Os primeiros relatos de infecção pelo vírus SARS-CoV-2 em humanos surgiram no final de dezembro de 2019, na cidade de Wuhan, província de Hubei, China. No momento em que escrevo esse texto, a pandemia COVID-19, doença causada pelo SARS-CoV-2, parece estar longe do fim. O número de pessoas diagnosticadas com COVID-19 no mundo passa de 3.4 milhões, com quase 240 mil óbitos notificados (clique aqui para ver os números atualizados). No Brasil, de acordo com informações disponibilizadas pelo Ministério da Saúde e reproduzidas pelo site Our World in Data, já foram registrados cerca de 108 mil casos e mais de 7 mil óbitos. Apesar de sabermos quando a pandemia de COVID-19 começou, não é possível determinar quando e como ela terá um fim. Embora a crise sanitária atual ainda se apresente como um cenário de incertezas, é possível extrair informações valiosas de outras epidemias que afetaram a nossa espécie. Por exemplo, sabemos que o curso de uma epidemia é principalmente afetado por fatores biológicos, como a evolução do patógeno e a reposta imunológica do hospedeiro, e por decisões no campo da saúde, como o uso de medicamentos ou vacinas e o isolamento social.

O fato é que realmente não sabemos as consequências da atual pandemia. Além disso, vivemos na ‘Era da Informação’, com as redes sociais representando os principais meios de comunicação entre grupos de pessoas. Esse ambiente, em teoria mais democrático, fomenta a diversidade de ideias e o compartilhamento de opiniões. Contudo, o material veiculado nessas plataformas dificilmente têm suas fontes verificadas, o que pode facilitar a disseminação de informações de baixa qualidade e de desinformação deliberadamente veiculada com intuitos políticos e de outras ordens. Em tempos de COVID-19, por exemplo, esse tipo de situação pode rapidamente ofuscar as informações de entidades científicas e suas recomendações para o enfrentamento da pandemia. É possível observar também que debates em torno de informações científicas têm se tornado campos férteis para todo tipo de manipulação e interpretações inadequadas de evidências. Realizar verificações e rebater o grande volume de desinformação sem o auxílio das empresas de mídia social é tarefa praticamente impossível. Joan Donovan (Harvard Kennedy School, EUA), em comentário publicado na prestigiosa revista Nature, relata resistência dessas empresas em implementar políticas rigorosas de combate a fraudes no campo da informação. Como mencionado pelo colega Diogo Meyer, nesse mesmo blog, a propagação de argumentos pseudocientíficos em tempos de grave crise sanitária é particularmente preocupante.

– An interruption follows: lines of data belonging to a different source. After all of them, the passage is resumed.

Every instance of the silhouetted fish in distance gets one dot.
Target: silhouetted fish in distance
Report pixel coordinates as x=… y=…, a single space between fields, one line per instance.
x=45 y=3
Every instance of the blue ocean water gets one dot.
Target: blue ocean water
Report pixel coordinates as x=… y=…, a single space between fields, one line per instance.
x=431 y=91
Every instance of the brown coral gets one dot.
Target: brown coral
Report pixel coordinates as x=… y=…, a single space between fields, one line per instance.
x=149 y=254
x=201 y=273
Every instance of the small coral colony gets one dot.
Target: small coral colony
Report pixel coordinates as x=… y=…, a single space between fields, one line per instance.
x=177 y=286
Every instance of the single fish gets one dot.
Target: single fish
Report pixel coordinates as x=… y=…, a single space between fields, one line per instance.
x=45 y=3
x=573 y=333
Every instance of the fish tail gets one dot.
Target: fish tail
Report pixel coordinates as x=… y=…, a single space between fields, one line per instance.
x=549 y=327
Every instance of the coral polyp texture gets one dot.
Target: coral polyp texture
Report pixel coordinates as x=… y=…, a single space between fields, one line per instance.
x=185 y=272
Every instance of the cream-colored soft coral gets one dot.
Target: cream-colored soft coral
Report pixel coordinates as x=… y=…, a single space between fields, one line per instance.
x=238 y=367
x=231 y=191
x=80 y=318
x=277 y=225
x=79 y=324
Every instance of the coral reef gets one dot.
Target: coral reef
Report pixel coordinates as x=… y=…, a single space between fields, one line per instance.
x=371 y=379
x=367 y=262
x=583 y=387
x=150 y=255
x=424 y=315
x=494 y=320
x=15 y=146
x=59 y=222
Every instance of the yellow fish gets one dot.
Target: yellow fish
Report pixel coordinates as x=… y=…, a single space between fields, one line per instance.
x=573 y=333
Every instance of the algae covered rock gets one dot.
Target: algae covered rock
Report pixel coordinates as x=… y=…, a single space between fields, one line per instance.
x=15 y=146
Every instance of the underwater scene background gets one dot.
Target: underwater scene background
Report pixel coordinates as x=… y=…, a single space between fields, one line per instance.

Apesar de percorridos pouco mais de 4 meses desde o surgimento dos primeiros casos de COVID-19 na China, o esforço conjunto de cientistas de diversas áreas criou um corpo de conhecimento relevante sobre a doença. Mesmo assim, diversas informações cruciais para o enfrentamento da pandemia carecem de estudos conclusivos. Ainda existem dúvidas sobre os períodos de incubação e de transmissibilidade do vírus, sobre as taxas de transmissão e de mortalidade e sobre o potencial de disseminação da infecção por indivíduos assintomáticos. Até o momento, não existem alternativas profiláticas ou terapêuticas com eficácia contra a COVID-19 bem apoiada por evidências. Além disso, não é possível determinar a real dimensão da pandemia, visto que a subnotificação de casos é regra entre os países afetados. No Brasil, essa realidade parece ser ainda mais alarmante. Os números mais recentes apresentados pelo Ministério da Saúde mostram que, até o dia 20 de abril, somente 132 mil testes para a COVID-19 haviam sido realizados pela rede pública de saúde. Considerando essa quantidade de testes, o Brasil, que hoje figura entre os 10 países mais afetados pela doença (em número de casos), apresentaria na data citada uma taxa de 0,63 testes para cada mil habitantes, valor muito inferior aos que eram praticados até o dia 20 de abril por países recordistas em número de casos, como Itália (23,1) e EUA (12,2). Uma análise realizada pelo consórcio COVID-19 Brasil, que reúne pesquisadores de diversas instituições brasileiras, estimou que o número de infectados no Brasil deve ser 15 vezes maior do que o número de casos notificados. Considerando todos esses aspectos, a Organização Mundial da Saúde (OMS) preconiza o isolamento social como principal medida para conter o avanço do SARS-CoV-2. Alinhado com a orientação da OMS, Maurício Barreto, Professor Emérito da UFBA, Pesquisador da FIOCRUZ, um dos maiores epidemiologistas do nosso tempo, afirma que o isolamento social, associado a um sistema amplo de proteção das camadas sociais mais vulneráveis, é a única opção contra a catástrofe.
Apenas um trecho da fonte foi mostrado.